The c.4485-1G>A intronic pathogenic mutation results from a G to A substitution one nucleotide upstream from coding exon 13 of the BRCA1 gene. This alteration has been reported in Pakistani families with breast and/or ovarian cancer (Liede A et al. Am. J. Hum. Genet., 2002 Sep;71:595-606; Rashid MU et al. BMC Cancer, 2016 08;16:673). In addition to the clinical data presented in the literature, alterations that disrupt the canonical splice site are expected to cause aberrant splicing, resulting in an abnormal protein or a transcript that is subject to nonsense-mediated mRNA decay. As such, this alteration is classified as a disease-causing mutation.

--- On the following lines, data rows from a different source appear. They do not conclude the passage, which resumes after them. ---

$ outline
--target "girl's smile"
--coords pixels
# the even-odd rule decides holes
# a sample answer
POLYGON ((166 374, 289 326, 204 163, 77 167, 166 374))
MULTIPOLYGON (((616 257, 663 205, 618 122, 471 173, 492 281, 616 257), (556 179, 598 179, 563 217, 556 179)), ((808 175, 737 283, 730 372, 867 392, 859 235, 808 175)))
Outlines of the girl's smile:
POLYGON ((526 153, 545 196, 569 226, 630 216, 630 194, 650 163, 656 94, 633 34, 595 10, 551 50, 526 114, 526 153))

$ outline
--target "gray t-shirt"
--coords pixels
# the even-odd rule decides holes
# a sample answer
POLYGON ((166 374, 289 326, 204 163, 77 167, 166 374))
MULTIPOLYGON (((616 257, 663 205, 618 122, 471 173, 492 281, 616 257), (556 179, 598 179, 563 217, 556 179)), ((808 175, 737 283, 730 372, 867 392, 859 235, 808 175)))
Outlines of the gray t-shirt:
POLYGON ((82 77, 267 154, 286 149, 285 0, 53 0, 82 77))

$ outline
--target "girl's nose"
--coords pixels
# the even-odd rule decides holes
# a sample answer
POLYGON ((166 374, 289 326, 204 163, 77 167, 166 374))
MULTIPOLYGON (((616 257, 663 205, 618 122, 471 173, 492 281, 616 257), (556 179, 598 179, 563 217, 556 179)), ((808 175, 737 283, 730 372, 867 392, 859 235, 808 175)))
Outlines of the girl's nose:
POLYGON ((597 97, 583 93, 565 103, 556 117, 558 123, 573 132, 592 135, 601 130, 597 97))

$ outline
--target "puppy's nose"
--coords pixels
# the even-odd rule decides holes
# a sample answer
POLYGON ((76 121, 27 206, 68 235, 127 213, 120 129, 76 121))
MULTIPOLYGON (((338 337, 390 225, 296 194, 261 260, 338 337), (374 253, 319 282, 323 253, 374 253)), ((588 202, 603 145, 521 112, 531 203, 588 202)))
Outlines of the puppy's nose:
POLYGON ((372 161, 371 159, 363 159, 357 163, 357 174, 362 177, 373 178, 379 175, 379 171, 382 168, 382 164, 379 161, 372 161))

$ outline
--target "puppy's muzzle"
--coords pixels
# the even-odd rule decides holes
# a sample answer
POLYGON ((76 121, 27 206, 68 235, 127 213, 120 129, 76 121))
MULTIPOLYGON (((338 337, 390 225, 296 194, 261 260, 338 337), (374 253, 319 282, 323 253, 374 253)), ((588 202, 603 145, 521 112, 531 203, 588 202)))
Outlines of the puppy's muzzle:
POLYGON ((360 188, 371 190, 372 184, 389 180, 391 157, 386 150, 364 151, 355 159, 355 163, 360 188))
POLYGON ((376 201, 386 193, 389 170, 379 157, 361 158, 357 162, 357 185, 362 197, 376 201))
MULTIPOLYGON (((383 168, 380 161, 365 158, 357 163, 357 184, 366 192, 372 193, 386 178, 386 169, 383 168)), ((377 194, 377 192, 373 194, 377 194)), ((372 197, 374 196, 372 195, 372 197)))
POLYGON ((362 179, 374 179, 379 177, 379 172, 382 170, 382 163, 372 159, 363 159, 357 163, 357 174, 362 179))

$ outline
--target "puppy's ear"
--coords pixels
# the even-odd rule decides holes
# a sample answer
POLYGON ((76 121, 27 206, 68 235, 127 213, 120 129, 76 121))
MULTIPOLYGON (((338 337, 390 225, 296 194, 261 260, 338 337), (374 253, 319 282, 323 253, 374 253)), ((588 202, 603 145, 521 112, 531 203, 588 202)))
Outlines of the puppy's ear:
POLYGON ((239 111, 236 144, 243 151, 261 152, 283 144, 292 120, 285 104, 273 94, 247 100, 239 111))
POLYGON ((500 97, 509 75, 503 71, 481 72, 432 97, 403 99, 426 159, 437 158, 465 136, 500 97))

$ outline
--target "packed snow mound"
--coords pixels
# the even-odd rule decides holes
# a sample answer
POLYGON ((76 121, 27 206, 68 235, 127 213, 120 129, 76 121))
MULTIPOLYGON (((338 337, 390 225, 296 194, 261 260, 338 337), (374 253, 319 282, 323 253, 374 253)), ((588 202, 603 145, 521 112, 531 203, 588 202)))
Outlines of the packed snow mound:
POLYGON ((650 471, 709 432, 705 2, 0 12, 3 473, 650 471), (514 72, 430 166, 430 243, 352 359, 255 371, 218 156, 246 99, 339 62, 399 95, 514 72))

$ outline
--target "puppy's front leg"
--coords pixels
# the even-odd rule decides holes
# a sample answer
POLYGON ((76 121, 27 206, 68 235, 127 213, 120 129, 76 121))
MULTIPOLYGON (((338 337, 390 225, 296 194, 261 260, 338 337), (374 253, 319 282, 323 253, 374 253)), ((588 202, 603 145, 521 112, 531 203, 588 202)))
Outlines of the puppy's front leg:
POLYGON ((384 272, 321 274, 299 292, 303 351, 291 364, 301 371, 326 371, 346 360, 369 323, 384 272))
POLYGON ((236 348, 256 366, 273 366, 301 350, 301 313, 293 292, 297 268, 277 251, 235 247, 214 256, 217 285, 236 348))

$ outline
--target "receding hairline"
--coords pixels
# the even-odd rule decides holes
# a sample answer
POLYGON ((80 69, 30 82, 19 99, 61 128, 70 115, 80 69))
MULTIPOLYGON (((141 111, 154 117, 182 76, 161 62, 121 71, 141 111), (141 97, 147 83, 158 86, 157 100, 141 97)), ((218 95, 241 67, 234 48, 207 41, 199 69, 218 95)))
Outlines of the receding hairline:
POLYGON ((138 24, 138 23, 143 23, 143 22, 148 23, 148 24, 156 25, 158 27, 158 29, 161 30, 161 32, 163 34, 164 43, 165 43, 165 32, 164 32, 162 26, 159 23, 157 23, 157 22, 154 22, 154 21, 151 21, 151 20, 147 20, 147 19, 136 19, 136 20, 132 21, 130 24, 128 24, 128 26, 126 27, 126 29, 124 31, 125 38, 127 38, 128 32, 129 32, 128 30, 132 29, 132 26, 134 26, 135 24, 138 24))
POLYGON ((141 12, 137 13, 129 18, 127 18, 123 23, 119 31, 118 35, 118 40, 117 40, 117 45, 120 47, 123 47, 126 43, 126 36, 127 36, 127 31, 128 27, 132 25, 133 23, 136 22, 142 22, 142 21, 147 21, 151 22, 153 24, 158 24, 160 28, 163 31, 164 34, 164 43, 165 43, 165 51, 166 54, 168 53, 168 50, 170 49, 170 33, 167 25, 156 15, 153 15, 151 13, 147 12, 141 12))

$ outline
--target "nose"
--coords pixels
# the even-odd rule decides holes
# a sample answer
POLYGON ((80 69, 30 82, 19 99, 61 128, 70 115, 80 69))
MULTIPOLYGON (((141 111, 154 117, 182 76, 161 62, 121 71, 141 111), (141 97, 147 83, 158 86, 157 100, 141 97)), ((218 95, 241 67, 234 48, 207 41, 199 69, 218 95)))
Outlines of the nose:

The BRCA1, c.4485-1G>A variant was identified in 4 of 922 proband chromosomes (frequency: 0.004) from individuals or families with hereditary breast and ovarian cancer and was not identified in 200 control chromosomes from healthy individuals (Liede 2002); however, an insufficient number of controls were included in these studies to determine the frequency of this variant in the general population. The mutation was found in multiple case subjects and represents a candidate founder mutation in the Pakistani population (Liede 2002). The variant was also identified in dbSNP (ID: rs80358189) “With Pathogenic allele”, HGMD as a “disease causing mutation”, the ClinVar database (classified as a pathogenic variant by the Sharing Clinical Reports Project, derived from Myriad reports), the BIC database (2X with “pending” clinical importance), and UMD (3X as a causal variant). The c.4485-1G>A variant is predicted to cause abnormal splicing because the nucleotide substitution occurs in the invariant region of the splice consensus sequence. In addition, 5 of 5 in silico or computational prediction software programs (SpliceSiteFinder, MaxEntScan, NNSPLICE, GeneSplicer, HumanSpliceFinder) predict a greater than 10% difference in splicing. In summary, based on the above information, this variant meets our laboratory’s criteria to be classified as pathogenic.